This post is part of a weekly series about designing your life.
I’ve been thinking a great deal about telling the truth.
Over the past week, a couple of conversations with students have highlighted how tough this issue can be for kids. Imagine a student who falls behind with her school work and misses an assignment. She feels terrible about this but is unable to find time to make up the work given everything else she is doing at, and outside of, school. Time passes and she begins to believe that it’s simply not possible to complete this task. Her guilt increases until it shows up as full-blown shame and she can’t fathom having a conversation with this teacher about the missing work… or anything else. She begins to participate less frequently in class. She avoids her teacher in the hall.
As a teacher and Counselor, I can say that I am often not even aware when a student is missing an assignment. I am keeping a minimum of one thousand balls up in the air at any one moment so I’m never particularly worried about one student’s missing assignment.

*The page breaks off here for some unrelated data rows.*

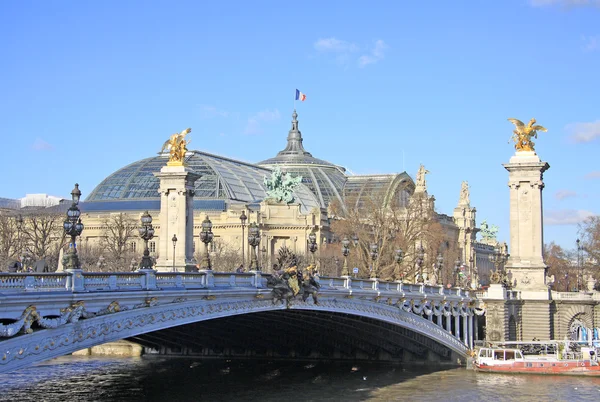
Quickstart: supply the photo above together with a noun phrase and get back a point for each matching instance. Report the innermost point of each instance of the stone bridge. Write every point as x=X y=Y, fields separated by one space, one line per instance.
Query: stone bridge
x=43 y=316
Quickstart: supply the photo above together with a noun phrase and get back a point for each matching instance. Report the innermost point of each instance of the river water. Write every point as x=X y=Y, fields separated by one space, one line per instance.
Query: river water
x=70 y=378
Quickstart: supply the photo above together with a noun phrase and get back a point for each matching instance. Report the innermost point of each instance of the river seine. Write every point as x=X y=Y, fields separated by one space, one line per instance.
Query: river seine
x=69 y=379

But she doesn’t know that. She believes that she has let me down. The feeling of being out of control starts to leak into other classes and activities. She sees herself as a failure.
Perhaps, in the past, when a teacher asked her about a missing assignment, the student’s shame was so great that she believed her only option was to tell a lie:
“It’s at home. I’ll bring it tomorrow.”
“Oh. I thought I already handed it in.”
Yuck. We’ve all done it but it doesn’t feel good for anyone involved.

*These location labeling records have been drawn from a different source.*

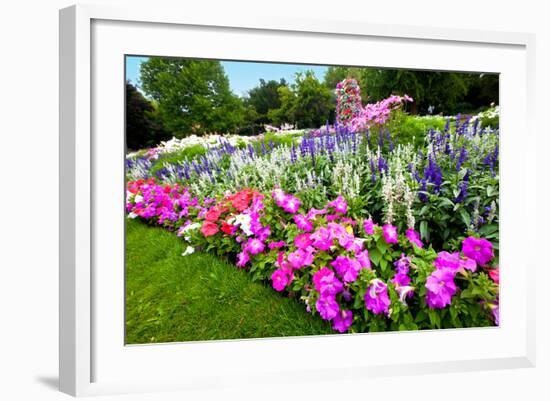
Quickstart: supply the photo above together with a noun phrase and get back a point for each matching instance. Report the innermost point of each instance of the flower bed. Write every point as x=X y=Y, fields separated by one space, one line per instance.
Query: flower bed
x=370 y=233
x=359 y=275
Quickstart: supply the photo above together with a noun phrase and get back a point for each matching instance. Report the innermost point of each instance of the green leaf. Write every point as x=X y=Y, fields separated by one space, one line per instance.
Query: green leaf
x=465 y=217
x=375 y=256
x=424 y=229
x=382 y=245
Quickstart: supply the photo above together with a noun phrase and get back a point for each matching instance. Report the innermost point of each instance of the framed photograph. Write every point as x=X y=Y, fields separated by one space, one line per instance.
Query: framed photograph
x=250 y=200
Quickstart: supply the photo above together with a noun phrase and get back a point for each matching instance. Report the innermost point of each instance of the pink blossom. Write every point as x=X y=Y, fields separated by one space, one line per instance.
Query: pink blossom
x=363 y=259
x=326 y=282
x=342 y=321
x=347 y=268
x=327 y=307
x=302 y=241
x=279 y=196
x=242 y=259
x=275 y=245
x=377 y=299
x=368 y=226
x=291 y=204
x=322 y=239
x=478 y=249
x=390 y=233
x=495 y=275
x=339 y=204
x=414 y=238
x=446 y=260
x=441 y=288
x=313 y=213
x=302 y=222
x=300 y=258
x=280 y=279
x=254 y=246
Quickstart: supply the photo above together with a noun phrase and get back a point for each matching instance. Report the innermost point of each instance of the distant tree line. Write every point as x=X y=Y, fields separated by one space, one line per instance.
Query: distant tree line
x=180 y=97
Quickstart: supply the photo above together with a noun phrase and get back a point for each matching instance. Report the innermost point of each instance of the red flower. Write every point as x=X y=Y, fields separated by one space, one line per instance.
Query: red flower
x=227 y=228
x=208 y=229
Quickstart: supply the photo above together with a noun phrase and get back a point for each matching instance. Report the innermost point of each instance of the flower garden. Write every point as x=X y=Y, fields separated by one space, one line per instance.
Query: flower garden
x=366 y=229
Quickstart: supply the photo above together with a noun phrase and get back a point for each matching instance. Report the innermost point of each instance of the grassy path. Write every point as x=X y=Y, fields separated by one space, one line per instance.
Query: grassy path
x=200 y=297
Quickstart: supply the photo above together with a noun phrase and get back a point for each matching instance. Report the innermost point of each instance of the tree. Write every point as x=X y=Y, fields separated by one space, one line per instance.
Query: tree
x=265 y=97
x=338 y=74
x=143 y=128
x=193 y=96
x=307 y=103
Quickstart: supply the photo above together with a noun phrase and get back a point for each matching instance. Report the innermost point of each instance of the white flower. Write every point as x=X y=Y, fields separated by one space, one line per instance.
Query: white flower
x=188 y=251
x=243 y=220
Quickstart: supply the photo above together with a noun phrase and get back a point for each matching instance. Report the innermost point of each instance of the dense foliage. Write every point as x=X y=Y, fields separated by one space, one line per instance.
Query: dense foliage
x=370 y=231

Teachers are pretty bright people as a rule. We tend to know when someone is lying to us. And because we are human beings, being lied to makes us less generous and forgiving. When we sense or know that a student is not telling the truth, we are less likely to suggest, or grant a request for, an extension.
You know what teachers like? We really dig the truth.

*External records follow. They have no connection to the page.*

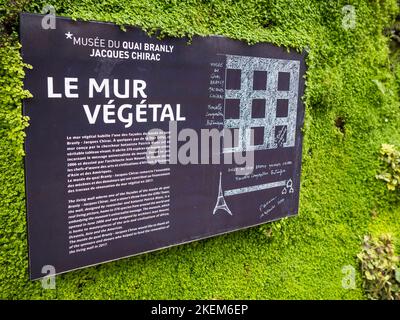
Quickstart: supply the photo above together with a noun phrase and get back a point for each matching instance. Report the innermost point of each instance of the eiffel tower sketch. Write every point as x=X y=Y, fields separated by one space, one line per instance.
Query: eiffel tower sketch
x=221 y=204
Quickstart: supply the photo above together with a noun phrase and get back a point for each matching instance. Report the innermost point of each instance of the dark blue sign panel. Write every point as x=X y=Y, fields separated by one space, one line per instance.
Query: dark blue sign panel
x=137 y=144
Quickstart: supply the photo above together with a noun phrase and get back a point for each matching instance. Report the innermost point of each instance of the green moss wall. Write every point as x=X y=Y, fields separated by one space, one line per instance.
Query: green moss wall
x=352 y=107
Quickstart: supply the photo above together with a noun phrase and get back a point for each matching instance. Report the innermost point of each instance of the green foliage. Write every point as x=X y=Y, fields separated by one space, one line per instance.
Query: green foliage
x=352 y=108
x=379 y=265
x=391 y=158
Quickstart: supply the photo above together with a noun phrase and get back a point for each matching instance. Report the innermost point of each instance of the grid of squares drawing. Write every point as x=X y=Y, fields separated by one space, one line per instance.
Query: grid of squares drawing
x=261 y=94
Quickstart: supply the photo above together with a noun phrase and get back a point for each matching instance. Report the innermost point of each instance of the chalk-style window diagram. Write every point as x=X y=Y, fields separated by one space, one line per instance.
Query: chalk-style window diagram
x=261 y=94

“I’m so sorry. I don’t really have an excuse.”
“I’ve been overwhelmed and I didn’t get this done and I’ve been avoiding it like crazy.”
“If you would be willing to give me an extension, I will hand it in on Monday.”
“School is kind of freaking me out right now.”
“I didn’t mean to let you down.”
“Could I start meeting with you at break to get some extra help in your course?”
“Actually, I think I need some help with getting myself organized.”
There is nothing, not one single thing that I have encountered, that works with teachers and other human creatures one hundred per cent of the time but telling the truth is the best strategy I’ve found for living a good life.
The truth makes most of us gentler and more understanding. We see the truth-teller as a person trying to do the right thing and we are motivated to help them reach their goal. When someone is honest with me, I experience that as respect for me and for our relationship. The truth always makes me pay attention.
Truth splits hard things wide open like a coconut.
Truth makes it impossible to stay hidden in your dark corner because the space you’ve been hiding is going to be lit up like a Christmas tree.
So I’ve been thinking about the importance of telling the truth and about kids and not only kids because adults definitely have some challenges where truth is concerned and DP and I were walking home from school on Monday and I said, “I think we need to start teaching high school students how to tell the truth.” And because he is also a Counselor, he did not tell me I was crazy and we chatted about what that might look like.
Then, in the fascinating way that these things unfold, I checked Facebook and found that Elizabeth Gilbert had written a gorgeous and piece about truth. You can read it here.
The whole world is conspiring to help us tell the hard, true things that need to be said.